Commodities: Prices little changed despite reports of 'progress' in US-China trade talks
Commodity prices were broadly flat as investors waited on the release of the key monthly non-farm payrolls report due out in the States on the following day and amid reports that trade talks between Washington and Beijing appeared to be in their final stages.
In a potential sign of the progress that had been made, reports also suggested that a date for a summit between the two countries' leaders might be set as soon as Thursday, possibly in a neutral third country.

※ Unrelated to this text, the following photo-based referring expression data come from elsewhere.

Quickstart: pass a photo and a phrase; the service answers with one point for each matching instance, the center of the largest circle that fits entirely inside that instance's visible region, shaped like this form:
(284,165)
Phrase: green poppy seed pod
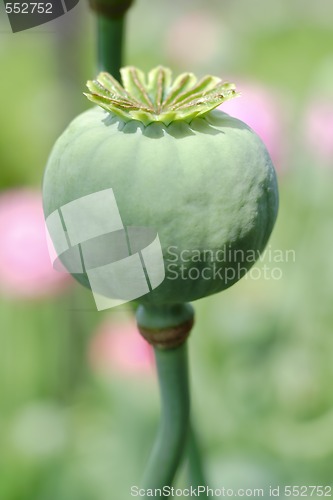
(154,195)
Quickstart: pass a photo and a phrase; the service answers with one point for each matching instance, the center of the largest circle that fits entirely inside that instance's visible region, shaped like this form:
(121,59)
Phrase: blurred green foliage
(261,352)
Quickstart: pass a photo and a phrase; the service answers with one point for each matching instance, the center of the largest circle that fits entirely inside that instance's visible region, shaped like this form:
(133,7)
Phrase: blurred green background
(260,354)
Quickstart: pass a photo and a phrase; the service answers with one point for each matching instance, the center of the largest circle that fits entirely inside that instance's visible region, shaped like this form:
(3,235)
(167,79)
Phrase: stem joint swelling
(167,328)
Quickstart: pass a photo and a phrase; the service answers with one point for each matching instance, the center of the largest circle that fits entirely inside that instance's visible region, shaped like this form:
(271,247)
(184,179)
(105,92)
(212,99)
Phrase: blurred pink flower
(193,39)
(117,347)
(25,266)
(258,107)
(318,130)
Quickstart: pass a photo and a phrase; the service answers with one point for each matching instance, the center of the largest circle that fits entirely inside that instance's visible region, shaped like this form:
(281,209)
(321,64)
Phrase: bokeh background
(78,394)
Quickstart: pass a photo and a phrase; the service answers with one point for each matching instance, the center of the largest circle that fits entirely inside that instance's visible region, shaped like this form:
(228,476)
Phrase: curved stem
(167,327)
(110,44)
(196,474)
(172,434)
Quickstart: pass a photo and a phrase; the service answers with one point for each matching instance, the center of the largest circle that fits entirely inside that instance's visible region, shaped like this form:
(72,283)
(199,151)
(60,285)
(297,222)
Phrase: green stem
(167,327)
(110,44)
(196,474)
(172,434)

Citing three persons familiar with the negotiations who had seen a draft of a deal, Bloomberg reported that the US would allow China to phase its purchases of US commodities out to 2025 as it chose, in exchange for allowing American firms full ownership of companies in the Asian giant.
But there were potential hurdles in the way, including the proposed sale of US-made fighter jets to Taiwan, one of those same sources said.

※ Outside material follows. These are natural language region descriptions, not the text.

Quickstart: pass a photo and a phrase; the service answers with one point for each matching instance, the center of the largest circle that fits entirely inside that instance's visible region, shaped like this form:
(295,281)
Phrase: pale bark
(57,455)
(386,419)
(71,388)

It was also reported that not all of China's pledges would allow for proportional US retaliatory tariffs to be imposed if Beijing broke its word.
Against that backdrop, as of 2013 BST the Bloomberg commodity index was edging higher by 0.06% to 82.23 even as the spot US dollar index rose by 0.21% to 97.2960.
Soft commodity prices were higher, with May corn on CBoT adding 0.69% to $3.6525 a bushel and June live cattle futures on the CME advancing by 2.16% to $1.2158 a pound.
US energy futures on the other hand were the weakest segment of the market, with West Texas Intermediate for May delivery down by 0.5% to $62.15 a barrel on the NYMEX.
The RBOB gasoline contract for May was also lower, shedding 0.87% to $1.9343 a gallon, alongside a 1.27% drop to $2.6/MMBtu for similarly-dated natural gas.
Another economically-sensitive contract, copper, was lower as well, slipping by 1.03% to $2.9180 a pound on COMEX.
Commenting on the reports of progress in US-China trade talks, Oxford Economics's Gregory Daco said a deal could help alleviate global growth concerns, providing a very welcome boost to global confidence.
"Opposing strategic ambitions and strong ideological beliefs mean the risk of a short-lived trade truce is significant.
"Still, while any agreement should be considered with care [...] This would, no doubt, be beneficial to the US and the rest of the world at a time when domestic activity is cooling and global trade flows have weakened sharply."